Sorotan kritis terhadap pidato pemerintah menunjukkan ruang evaluasi publik tetap terbuka, terutama mengenai pentingnya data ekonomi yang mutakhir dan gambaran pelaksanaan program yang lebih menyeluruh. Di tengah catatan tentang harga serta distribusi pangan dan MBG, artikel ini juga mengakui adanya sejumlah capaian yang benar, termasuk swasembada pangan.
This section summary was AI-assisted and reviewed by our editorial team.

Jakarta, IDN Times - Direktur Ekonomi Digital di lembaga kajian Center of Economic and Law Studies (CELIOS), Nailul Huda, mengkritik pidato Prabowo dengan menyebutnya berlebihan dalam memaparkan capaian pemerintah. Kritik tersebut ia sampaikan dalam acara Ngobrol Seru by IDN Times dengan topik "Mengulik Pidato Tahunan Presiden Prabowo, RUU APBN dan Nota Keuangan" pada Jumat (14/8/26).

Nailul menyebutkan, Prabowo berlebihan mengklaim capaian pertumbuhan ekonomi Indonesia melalui sorotan tentang keberhasilan program, akan tetapi kurang terbuka pada catatan dan persoalan yang masih terjadi pada publik.

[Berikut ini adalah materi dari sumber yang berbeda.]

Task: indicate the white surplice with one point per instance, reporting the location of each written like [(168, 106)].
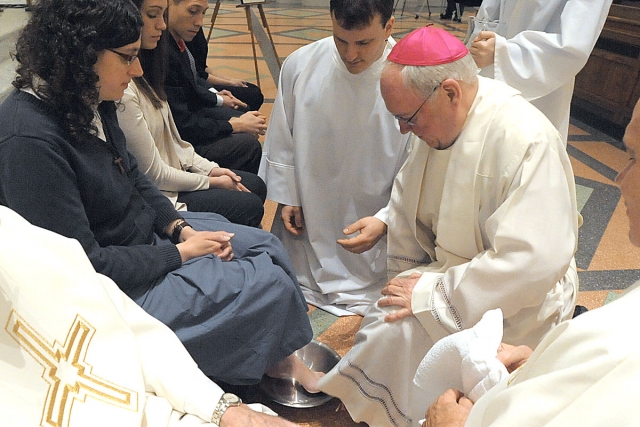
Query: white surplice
[(496, 212), (540, 47), (333, 149), (75, 351), (584, 373)]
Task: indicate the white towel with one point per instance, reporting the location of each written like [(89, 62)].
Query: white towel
[(465, 360)]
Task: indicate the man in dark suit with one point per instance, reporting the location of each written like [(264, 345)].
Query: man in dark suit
[(215, 122)]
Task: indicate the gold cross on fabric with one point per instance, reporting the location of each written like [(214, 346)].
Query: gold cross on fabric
[(68, 375)]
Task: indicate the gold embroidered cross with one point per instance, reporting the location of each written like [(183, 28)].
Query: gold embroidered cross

Pada pidatonya mengenai pertumbuhan ekonomi, Prabowo hanya menyampaikan hasil data yang diperoleh pada triwulan I yang mencapai 5,61 pada tahun 2026, sementara hasil data triwulan II sama sekali tidak disampaikan yang pada dasarnya, pertumbuhan ekonomi pada triwulan II mengalami perlambatan. Pembaruan mengenai data tersebut tidak disampaikan kepada publik.

"Tentu ini harus dibuka juga kan ke publik, bahwa Presiden tuh harus juga meng-update ya, istilahnya memberikan data yang aktual ketika mereka menyampaikan pidato," ungkap Nailul.

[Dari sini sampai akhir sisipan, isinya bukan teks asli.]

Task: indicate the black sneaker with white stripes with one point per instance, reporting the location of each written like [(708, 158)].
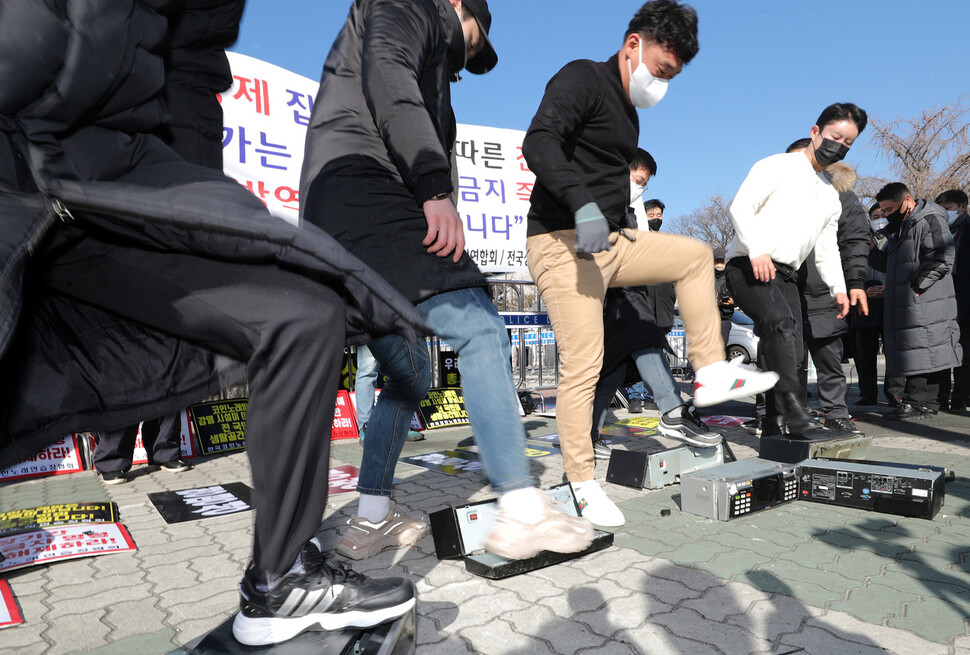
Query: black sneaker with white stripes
[(685, 424), (326, 596)]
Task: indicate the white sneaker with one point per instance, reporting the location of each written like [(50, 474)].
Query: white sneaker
[(723, 381), (596, 506)]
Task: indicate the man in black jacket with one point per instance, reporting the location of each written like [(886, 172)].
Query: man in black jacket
[(126, 250), (378, 177), (580, 144), (954, 202), (922, 335)]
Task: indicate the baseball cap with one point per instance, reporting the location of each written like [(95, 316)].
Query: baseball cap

Nailul menyorot klaim terkait swasembada pangan. Nailul mengakui bahwa Indonesia sudah swasembada beras. Namun fakta di lapangan menunjukkan bahwa harga beras masih tinggi, dan beberapa masyarakat masih kesulitan dalam mendapatkan beras.

"Karena gini, ternyata ketika beliau klaim swasembada pangan khususnya beras, harga beras sendiri tuh masih tinggi. Pun kalau enggak tinggi, itu masih susah dicari di lapangan untuk yang beras tertentu ya," ujarnya.

Nailul juga menyoroti pidato Prabowo yang menyebut program MBG sudah berhasil mencapai target puluhan juta, dengan membawa satu anak sebagai bukti keberhasilannya. Nailul menilai, pemerintah seharusnya tidak hanya menampilkan capaian program, tetapi juga menyampaikan persoalan yang masih terjadi, seperti kasus keracunan dan distribusi MBG yang dinilai masih terkonsentrasi di wilayah perkotaan.

"Makanya memang ini kalau lihat pidatonya itu memang pidato yang menurut saya sih overclaim ya terkait dengan apa yang disampaikan, walaupun ada beberapa yang benar gitu," ungkap Nailul.